A new app has been created to help victims of domestic violence in Albania. “GjejZâ” (Find Your Voice) was created by three 16-year-old Albanian girls in the hope that it will help to tackle the perpetuating issue of gender-based and domestic violence in the country.
The young women won an international technology competition in the United States and will launch the app on Friday.
Jonada Shukarasi, one of the developers said: “Violence against women is a huge issue in Albania and it also affects us as teenage girls because we see the early stages of this even in our peers, in our friends.”
The developers, known collectively as “D3c0ders” and including Arla Hoxha, Dea Rrozhana and Shukarasi, first learned how to code via a programme run by the US Embassy in Tirana. The competition that they entered required entrants to create an app that tackled social issues, leading the girls to focus on gender-based violence.
They consulted psychologists, a deputy interior minister and experts on domestic violence and women’s rights.
“Find your Voice” has become not only our motto, but the message we want to convey to all Albanian women,” said Rrozhani.
“GjejZâ helps women fight gender-based violence in three easy steps by identifying the problem, empowering the user and enabling them to take action,” she said.
The app works by asking users a number of questions which will then help them understand if they are victims of domestic violence. The app also provides testimonies of women who have escaped abuse as well as encouraging users to report violence against them.
It will then connect them with state officials in every town who can help them obtain protection orders and welfare as well as shelters and employment opportunities. In order for the app to work to its full potential, the government and state authorities, including police, really need to improve their responses.
Over the last eight years, some 106 women and girls have been killed by a family member or intimate partner and in 2018 alone, over 4000 court protection orders were handed to women due to fear of violence. The European average for incidence of domestic violence is around 33%, yet in Albania it is 53%.
Various studies have shown that over half of Albanian women will suffer physical, sexual, psychological, economic, or emotional violence during their lifetimes. Even more concerningly, 22% of women between 16 and 19 years old have already experienced intimate partner violence. Most concerningly, 97% of victims do not report it to the police.
The government offers little in the way of support services. Women find it hard to file reports with the police or to obtain justice if they do, and there are almost no free facilities offering essential treatment such as housing, counselling, and psychological assistance. The current rate of social welfare, totally around EUR 70 per month is not enough for a woman and any children to survive on, meaning they often have little choice but to remain in abusive situations.

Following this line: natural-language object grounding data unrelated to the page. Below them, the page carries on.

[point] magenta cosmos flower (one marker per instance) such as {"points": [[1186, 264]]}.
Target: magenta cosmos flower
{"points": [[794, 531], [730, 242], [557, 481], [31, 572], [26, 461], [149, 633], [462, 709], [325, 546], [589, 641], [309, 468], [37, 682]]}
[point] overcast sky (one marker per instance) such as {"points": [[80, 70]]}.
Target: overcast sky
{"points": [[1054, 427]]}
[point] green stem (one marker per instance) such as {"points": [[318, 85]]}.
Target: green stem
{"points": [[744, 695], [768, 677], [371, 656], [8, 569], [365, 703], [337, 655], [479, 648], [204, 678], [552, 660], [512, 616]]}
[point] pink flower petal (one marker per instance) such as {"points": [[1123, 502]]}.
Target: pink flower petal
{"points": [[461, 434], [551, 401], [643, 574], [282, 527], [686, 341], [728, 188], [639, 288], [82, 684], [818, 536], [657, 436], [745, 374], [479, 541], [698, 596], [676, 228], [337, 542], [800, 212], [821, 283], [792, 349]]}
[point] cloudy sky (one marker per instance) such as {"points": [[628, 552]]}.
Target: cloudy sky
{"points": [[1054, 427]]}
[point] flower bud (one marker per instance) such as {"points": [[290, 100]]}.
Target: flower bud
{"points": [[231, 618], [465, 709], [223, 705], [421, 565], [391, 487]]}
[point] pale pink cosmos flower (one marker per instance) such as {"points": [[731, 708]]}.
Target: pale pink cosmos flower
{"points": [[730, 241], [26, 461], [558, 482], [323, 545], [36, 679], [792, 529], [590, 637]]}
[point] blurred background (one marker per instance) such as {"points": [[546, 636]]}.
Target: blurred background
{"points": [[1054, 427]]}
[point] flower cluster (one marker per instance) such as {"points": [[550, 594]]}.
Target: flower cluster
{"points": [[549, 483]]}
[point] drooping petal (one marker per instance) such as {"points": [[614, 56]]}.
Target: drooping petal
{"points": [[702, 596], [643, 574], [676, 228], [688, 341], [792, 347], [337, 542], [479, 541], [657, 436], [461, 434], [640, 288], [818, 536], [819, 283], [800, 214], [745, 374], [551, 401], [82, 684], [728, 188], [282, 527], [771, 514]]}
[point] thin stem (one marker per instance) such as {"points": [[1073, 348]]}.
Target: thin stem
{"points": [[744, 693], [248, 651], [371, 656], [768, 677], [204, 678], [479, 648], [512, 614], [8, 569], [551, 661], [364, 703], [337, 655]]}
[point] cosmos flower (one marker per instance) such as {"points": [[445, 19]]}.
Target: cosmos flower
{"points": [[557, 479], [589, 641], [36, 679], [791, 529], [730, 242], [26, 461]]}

Failure to prevent violence and situations that can endanger someone’s life is a breach of Article 2 of the European Convention on Human Rights. It states that “everyone’s right to life shall be protected by law” and that the state has the obligation to “protect the right to life” and to carry out effective investigations into alleged breaches.
The ECHR also says that “the State has an obligation to take preventative operational measures to protect one or more individuals identifiable in advance as a potential target of a lethal act in contexts such as: domestic violence.”